Pelo histórico, Zé Dirceu fala de um mundo que não existe mais ou recebeu atualização, perdendo as velhas características. Ele fala de um mundo que já trocou de dono, mas, pelo jeito, não o avisaram. O pesado do jogo, hoje em dia, passa à larga do seu comando. Apesar de ele ainda contar com a ajuda dos seus e se achar.
Mas é fato que Alessandro Vieira, na CPI do Crime Organizado, ao propor o indiciamento de Alexandre de Moraes, Dias Toffoli e Gilmar Mendes, além do PGR Paulo Gonet, agiu como quem quer provocar, depois de perceber que o jogo já estava perdido e sob o controle dos capa-pretas do STF, aos quais propôs indiciamento.
É uma estratégia vazia acusar quem vai decidir sobre a acusação. Além de que o Congresso Nacional se tornou uma capa protetora para qualquer tipo de irregularidade do STF e do próprio parlamento. Como diz o ditado popular: uma mão lava a outra e as duas lavam o cosa.
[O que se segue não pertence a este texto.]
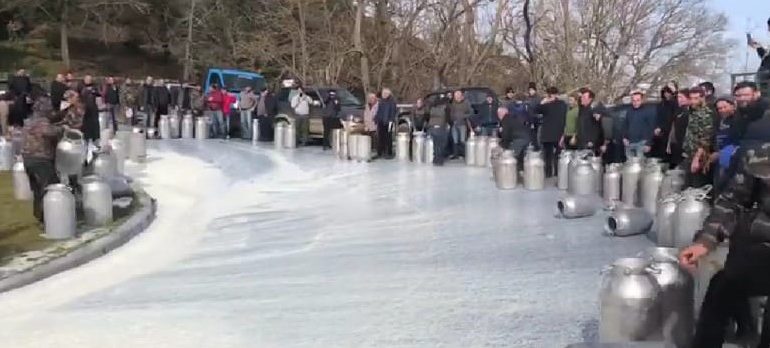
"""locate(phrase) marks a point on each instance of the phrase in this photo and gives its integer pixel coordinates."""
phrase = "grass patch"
(19, 230)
É preciso ser sutil para refletir sobre o cenário político nacional. Não basta apenas gritar para ser ouvido. A atenção é para não dar bandeira diante de hienas. A luta pela sobrevivência na floresta é um exercício de lealdade à hipocrisia. O menos esperto pega bagre com a unha em corredeira, sem tomar ferroada.